What does her comment on Lethem's statement mean? It puzzled me.

JL loves Welles, so maybe he would enjoy the description.

Though I don't share others' view of Lockwood, I would actually be interested to read her, at length, on Lethem. I think that she might be better than others at following and matching certain aspects of his work - the perversity, the inconsistency, the repetitiveness, the solipsism, as well as the occasional brilliance and insight.
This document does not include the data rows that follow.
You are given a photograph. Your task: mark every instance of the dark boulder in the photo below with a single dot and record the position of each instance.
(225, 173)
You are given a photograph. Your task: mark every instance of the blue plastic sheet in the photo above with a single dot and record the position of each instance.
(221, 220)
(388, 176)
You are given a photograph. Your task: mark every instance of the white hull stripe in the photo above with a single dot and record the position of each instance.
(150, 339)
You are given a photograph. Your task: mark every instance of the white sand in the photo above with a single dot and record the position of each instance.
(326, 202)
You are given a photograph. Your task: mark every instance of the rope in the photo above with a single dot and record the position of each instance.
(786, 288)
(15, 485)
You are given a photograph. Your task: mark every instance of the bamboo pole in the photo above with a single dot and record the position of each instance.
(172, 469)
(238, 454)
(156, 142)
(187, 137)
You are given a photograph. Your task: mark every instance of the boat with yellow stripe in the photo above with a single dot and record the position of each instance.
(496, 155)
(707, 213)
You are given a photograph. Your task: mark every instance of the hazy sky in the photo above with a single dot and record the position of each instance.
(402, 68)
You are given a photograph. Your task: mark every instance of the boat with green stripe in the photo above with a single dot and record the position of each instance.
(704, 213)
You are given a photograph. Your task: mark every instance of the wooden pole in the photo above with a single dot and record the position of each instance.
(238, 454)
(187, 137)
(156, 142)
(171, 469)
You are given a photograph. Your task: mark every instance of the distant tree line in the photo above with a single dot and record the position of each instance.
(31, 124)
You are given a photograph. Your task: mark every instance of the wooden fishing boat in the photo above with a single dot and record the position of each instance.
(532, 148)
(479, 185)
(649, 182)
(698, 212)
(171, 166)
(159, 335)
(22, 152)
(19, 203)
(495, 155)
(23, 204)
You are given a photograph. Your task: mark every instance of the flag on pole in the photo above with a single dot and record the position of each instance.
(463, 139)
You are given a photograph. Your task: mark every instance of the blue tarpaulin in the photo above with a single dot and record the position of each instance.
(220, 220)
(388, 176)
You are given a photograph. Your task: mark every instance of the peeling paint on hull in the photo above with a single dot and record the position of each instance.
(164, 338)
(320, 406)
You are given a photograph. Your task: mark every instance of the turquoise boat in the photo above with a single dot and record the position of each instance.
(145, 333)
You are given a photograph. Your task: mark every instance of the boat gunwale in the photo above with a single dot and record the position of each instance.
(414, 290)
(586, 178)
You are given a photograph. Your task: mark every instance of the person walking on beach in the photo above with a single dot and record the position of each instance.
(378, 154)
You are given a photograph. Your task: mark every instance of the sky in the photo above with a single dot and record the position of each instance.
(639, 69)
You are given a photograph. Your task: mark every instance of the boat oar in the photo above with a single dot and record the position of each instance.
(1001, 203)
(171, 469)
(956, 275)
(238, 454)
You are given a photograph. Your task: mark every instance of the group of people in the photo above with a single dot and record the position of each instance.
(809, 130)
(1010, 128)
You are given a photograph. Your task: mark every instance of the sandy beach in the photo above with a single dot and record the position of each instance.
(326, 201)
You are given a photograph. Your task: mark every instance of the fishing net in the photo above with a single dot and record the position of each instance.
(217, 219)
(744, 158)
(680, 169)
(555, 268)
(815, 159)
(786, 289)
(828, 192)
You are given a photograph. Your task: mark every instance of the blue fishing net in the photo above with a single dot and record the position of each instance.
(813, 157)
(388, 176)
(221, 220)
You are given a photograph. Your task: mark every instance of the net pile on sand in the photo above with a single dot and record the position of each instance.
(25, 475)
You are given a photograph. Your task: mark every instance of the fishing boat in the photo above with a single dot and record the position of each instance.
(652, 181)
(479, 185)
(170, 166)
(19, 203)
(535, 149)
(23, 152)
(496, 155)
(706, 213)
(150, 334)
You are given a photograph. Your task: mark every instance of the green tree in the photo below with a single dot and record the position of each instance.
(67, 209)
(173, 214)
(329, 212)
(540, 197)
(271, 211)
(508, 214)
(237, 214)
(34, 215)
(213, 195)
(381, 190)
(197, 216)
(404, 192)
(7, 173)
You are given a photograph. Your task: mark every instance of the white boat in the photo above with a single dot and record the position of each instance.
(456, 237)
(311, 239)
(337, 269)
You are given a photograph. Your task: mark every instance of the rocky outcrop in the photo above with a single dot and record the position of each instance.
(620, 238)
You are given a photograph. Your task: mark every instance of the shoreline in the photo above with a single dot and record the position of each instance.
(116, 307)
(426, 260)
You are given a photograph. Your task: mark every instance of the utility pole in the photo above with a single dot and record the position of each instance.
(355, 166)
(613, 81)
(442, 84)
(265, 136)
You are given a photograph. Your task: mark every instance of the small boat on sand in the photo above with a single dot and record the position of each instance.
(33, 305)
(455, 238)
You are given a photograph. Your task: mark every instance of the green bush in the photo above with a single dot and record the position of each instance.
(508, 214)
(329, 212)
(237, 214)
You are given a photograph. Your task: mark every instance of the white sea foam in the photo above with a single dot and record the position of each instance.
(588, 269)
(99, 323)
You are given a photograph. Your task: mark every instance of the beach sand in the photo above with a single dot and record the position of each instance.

the pinefox, Sunday, 30 January 2022 16:30 (two years ago) link

This is apparently one of FOUR threads dedicated, at least initially, to the question of whether the TLS or the LRB is better.

It seems the question has been decided.

But what about Literary Review? Apart from the Bad Sex Award I don't think I've ever read it.

Tracer Hand, Friday, 4 February 2022 22:32 (two years ago) link

I've read it, Tracer. It's readable and easy to digest. No long, off-topic articles that don't even pretend to read the book. Whether it's better than the TLS, I'm unsure. Its production values are maybe higher (ie: glossier paper, more expensive cover illustrations). A copy is quite a good investment, if you like this kind of thing - you, or at least I, can dip into it for days or weeks.

the pinefox, Saturday, 5 February 2022 12:27 (two years ago) link

LRB 2.1.2022.

Jonathan Parry on political corruption: a historical essay with a newsworthy 'corruption now' element tacked on.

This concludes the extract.